Nonribosomal peptides (NRPs), exemplified by penicillin antibiotics, are the main class of natural products synthesized by nonribosomal peptide synthetases (NRPSs), which utilize a broad range of building blocks, including γ-aminobutyric acid (GABA). Several GABA-containing cyclic peptides have demonstrated potential as drug carriers and antitumor agents. Unguisin A is one of the GABA-containing cyclic peptides and was reported to serve as an anion receptor; however, its biosynthesis has never been investigated. Gene deletion experiments and in vitro enzymatic reactions confirmed that UngC acts as an alanine racemase, playing a pivotal role in supplying D-alanine during unguisin biosynthesis. The hydrolase UngD transforms unguisins into previously unreported linear peptides. The reconstitution of the unguisins and linear peptides was successfully completed by heterologous expression of ungA, ungC, and ungD. Consequently, a novel methodology for introducing a sizable gene into an A. oryzae host was established. In addition, two new unguisin congeners with a (2R,3R)-β-methylphenylalanine residue were discovered by genome mining. This work offers insights into the mechanisms through which fungi synthesize a variety of natural peptide products and provides a foundation for the future engineering of NRPS.

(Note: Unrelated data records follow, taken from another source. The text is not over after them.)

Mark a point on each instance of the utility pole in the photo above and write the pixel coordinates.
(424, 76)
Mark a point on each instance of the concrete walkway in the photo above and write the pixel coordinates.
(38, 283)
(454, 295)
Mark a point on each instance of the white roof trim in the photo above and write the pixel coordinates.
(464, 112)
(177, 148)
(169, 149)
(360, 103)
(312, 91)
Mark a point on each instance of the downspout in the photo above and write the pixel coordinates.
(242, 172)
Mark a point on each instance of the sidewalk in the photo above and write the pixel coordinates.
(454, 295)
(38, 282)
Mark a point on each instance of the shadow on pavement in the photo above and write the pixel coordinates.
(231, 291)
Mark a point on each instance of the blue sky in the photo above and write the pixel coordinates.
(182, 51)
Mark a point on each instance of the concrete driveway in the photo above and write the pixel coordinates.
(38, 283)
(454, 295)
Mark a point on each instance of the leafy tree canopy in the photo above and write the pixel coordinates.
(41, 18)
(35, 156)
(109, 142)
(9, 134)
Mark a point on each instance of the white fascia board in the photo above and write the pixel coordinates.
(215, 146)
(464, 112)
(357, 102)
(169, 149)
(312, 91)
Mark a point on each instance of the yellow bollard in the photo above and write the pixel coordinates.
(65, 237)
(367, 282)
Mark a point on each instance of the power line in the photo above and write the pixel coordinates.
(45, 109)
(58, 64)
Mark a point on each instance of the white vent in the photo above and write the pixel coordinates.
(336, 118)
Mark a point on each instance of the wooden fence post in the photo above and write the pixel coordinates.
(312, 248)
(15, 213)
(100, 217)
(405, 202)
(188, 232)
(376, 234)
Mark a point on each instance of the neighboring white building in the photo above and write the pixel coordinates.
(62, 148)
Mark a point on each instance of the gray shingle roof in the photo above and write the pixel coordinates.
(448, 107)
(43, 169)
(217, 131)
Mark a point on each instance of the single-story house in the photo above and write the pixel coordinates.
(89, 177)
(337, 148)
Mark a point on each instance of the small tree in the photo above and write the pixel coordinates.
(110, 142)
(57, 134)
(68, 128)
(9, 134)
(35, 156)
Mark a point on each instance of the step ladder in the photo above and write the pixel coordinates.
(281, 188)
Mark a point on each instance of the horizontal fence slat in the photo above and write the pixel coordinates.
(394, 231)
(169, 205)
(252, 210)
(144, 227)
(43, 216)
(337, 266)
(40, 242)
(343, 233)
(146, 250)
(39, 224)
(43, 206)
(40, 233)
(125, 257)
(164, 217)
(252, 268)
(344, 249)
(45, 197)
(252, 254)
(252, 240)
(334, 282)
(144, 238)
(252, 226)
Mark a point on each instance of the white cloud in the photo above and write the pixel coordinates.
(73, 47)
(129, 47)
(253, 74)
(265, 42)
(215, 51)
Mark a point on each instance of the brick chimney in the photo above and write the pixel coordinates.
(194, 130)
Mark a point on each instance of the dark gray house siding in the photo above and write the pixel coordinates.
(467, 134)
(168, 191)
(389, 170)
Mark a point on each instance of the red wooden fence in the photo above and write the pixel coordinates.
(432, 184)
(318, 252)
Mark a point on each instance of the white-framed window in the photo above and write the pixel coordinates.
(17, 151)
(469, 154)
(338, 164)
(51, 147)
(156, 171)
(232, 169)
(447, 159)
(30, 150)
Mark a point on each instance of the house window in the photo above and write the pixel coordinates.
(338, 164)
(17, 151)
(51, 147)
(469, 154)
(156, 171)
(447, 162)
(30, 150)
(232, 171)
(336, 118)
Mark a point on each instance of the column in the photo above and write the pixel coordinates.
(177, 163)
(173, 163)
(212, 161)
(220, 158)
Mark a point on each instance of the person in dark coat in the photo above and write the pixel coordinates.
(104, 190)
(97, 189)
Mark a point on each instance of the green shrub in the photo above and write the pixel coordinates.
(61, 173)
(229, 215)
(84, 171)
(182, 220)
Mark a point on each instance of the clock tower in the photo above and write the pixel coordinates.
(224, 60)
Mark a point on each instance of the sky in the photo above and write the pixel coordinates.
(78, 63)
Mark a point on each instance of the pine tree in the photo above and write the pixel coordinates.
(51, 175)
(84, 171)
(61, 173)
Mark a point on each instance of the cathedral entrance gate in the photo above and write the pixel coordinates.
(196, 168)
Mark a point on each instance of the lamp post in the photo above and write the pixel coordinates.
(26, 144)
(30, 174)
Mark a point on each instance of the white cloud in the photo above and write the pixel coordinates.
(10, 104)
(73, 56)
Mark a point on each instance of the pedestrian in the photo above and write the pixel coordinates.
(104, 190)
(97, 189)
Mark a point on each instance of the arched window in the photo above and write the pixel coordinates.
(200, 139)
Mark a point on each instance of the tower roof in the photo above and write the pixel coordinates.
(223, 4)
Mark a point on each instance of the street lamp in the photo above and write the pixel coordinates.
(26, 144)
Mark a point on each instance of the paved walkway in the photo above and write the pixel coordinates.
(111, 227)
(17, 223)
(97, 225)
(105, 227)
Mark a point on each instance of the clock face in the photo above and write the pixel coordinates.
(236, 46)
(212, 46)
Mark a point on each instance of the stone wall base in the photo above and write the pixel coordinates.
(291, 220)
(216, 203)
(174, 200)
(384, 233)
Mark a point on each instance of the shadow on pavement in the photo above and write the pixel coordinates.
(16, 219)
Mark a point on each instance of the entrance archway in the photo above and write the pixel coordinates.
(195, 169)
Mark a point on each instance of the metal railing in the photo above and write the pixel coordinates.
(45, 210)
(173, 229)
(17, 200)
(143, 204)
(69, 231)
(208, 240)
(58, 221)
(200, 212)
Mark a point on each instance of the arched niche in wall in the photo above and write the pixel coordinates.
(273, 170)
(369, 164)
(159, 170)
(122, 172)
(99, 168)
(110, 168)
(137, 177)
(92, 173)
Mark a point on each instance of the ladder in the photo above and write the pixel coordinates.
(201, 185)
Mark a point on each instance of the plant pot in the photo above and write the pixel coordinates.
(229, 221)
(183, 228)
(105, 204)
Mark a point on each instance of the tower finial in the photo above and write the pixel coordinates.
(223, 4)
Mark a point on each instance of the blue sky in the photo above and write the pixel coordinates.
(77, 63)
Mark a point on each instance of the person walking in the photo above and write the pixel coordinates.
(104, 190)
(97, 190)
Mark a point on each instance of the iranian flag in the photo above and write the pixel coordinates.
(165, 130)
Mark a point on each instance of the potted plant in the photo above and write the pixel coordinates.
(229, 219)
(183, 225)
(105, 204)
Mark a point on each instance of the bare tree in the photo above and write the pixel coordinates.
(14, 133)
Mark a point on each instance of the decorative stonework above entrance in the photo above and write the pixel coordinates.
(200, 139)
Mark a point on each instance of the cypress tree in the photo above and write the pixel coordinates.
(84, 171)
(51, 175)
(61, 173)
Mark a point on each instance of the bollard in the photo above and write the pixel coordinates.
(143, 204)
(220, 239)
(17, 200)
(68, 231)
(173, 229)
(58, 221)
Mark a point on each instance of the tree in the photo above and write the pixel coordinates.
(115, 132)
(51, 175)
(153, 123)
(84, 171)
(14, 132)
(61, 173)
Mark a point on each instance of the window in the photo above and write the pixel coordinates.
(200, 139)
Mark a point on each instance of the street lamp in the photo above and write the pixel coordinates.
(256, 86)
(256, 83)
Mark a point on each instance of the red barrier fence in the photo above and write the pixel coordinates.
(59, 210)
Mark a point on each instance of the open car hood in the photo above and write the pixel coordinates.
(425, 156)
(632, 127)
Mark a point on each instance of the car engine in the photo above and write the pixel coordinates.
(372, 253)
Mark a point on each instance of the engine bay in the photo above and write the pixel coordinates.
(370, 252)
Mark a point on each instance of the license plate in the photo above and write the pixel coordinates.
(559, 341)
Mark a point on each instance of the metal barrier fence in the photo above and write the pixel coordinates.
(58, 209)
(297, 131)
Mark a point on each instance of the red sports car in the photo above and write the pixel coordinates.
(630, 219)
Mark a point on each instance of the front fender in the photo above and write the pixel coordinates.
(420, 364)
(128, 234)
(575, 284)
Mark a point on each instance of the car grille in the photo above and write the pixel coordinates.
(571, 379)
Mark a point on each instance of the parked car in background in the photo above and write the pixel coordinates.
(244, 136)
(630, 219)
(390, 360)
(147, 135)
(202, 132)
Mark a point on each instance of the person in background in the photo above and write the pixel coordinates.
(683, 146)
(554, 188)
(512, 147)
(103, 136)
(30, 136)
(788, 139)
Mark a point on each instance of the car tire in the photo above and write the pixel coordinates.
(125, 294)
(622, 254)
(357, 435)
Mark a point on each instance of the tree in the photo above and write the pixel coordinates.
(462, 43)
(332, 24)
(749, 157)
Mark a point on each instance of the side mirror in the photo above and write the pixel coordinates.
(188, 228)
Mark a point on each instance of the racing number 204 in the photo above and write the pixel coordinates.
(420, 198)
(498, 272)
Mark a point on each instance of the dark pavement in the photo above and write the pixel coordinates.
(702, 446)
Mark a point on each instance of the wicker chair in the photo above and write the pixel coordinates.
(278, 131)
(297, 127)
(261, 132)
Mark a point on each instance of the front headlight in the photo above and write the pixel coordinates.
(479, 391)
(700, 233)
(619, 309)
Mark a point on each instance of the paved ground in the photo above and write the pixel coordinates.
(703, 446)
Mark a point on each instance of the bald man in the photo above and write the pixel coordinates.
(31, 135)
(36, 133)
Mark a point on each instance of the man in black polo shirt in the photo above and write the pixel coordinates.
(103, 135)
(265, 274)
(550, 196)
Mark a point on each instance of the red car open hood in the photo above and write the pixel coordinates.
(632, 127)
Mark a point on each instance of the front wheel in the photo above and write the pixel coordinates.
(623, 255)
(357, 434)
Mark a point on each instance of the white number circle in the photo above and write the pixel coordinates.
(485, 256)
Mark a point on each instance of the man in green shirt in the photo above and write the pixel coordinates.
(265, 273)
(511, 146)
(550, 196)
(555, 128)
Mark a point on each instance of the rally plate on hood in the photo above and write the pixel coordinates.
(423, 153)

Meroterpenoids are hybrid molecules biosynthesized partially through the terpenoid pathway, conferring high levels of structural diversity and a wide range of biological activities. Setosusin is a fungal meroditerpenoid featuring a unique spiro-fused 3(2H)-furanone moiety, recognized as a pharmacophore present in numerous biologically active natural products. Investigating setosusin biosynthesis could unveil a novel mechanism for spirofuranone formation, discover unknown enzymes, and expand the current enzymatic repertoires. In the heterologous reconstitution of setosusin, the cytochrome P450 enzyme SetF was identified as responsible for 3(2H)-furanone formation. Isotope-labeling experiments, computational calculations, and mutational studies were conducted to elucidate the in-depth reaction mechanism of SetF. This novel bifunctional enzyme first oxidizes olefin to epoxide, followed by protonation-initiated skeletal rearrangement to generate the spirofuranone. The comprehensive characterization of the biosynthesis of setosusin presents a rare example in which a P450 enzyme catalyzes a complex rearrangement to yield 3(2H)-furanone, serving as inspiration for both biosynthesis and chemical synthesis, fostering innovative pathways in drug development.

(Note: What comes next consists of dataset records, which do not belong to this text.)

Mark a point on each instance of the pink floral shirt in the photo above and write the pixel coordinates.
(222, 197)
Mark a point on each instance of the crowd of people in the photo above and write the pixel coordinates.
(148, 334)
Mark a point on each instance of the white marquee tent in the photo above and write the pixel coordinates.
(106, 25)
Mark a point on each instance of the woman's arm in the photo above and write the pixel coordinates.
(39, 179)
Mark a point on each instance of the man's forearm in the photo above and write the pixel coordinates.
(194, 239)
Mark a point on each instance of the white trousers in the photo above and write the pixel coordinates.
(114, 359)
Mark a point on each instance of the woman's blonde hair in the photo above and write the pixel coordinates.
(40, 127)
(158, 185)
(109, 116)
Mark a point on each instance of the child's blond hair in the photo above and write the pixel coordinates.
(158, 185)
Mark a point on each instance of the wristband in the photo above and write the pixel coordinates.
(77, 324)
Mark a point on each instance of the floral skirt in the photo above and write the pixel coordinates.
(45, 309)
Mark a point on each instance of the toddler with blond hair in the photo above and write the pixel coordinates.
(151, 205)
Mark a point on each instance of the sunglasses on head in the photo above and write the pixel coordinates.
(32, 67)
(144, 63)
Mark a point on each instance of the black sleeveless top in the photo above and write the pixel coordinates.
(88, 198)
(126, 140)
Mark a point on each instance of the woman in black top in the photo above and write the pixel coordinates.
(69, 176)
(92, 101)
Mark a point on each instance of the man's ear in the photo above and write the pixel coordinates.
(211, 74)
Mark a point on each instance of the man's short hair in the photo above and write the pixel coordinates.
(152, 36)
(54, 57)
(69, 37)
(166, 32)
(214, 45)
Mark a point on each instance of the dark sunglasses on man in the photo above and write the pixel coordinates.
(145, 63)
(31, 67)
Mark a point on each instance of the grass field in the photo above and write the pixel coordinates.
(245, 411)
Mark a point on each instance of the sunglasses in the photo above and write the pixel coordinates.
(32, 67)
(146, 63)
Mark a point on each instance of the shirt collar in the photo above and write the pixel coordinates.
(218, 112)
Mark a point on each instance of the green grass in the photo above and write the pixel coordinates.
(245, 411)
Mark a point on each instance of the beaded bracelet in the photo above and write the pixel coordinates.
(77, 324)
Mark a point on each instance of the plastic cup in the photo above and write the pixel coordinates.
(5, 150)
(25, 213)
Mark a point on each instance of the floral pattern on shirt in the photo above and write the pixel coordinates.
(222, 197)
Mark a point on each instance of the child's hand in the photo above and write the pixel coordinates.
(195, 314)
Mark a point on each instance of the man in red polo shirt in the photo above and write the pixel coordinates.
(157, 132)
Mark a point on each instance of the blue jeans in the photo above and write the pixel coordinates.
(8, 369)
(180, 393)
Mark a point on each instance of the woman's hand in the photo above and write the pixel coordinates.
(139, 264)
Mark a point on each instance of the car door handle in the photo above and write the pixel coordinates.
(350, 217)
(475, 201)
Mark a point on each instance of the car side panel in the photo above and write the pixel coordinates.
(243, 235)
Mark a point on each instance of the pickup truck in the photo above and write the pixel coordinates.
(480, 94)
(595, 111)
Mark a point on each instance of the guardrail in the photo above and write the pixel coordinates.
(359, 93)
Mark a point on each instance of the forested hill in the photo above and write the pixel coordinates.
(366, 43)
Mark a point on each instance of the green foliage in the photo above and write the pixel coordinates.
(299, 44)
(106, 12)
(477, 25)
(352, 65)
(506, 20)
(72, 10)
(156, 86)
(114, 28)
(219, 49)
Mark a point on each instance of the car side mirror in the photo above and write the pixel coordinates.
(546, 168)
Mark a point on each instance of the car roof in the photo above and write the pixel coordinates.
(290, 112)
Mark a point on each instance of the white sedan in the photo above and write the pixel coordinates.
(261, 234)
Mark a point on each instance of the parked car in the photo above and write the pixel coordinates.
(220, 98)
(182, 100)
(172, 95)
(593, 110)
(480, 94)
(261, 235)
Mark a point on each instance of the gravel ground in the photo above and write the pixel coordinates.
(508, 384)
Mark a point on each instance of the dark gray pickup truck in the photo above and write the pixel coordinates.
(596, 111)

Collectively, key enzymes in the biosynthesis of three types of molecules have been successfully identified and well characterized using multidisciplinary methodologies. The studies described above include the total biosynthesis of known compounds and the discovery and determination of new compounds. This may offer further support for the subsequent exploration and biosynthesis of natural products from fungi.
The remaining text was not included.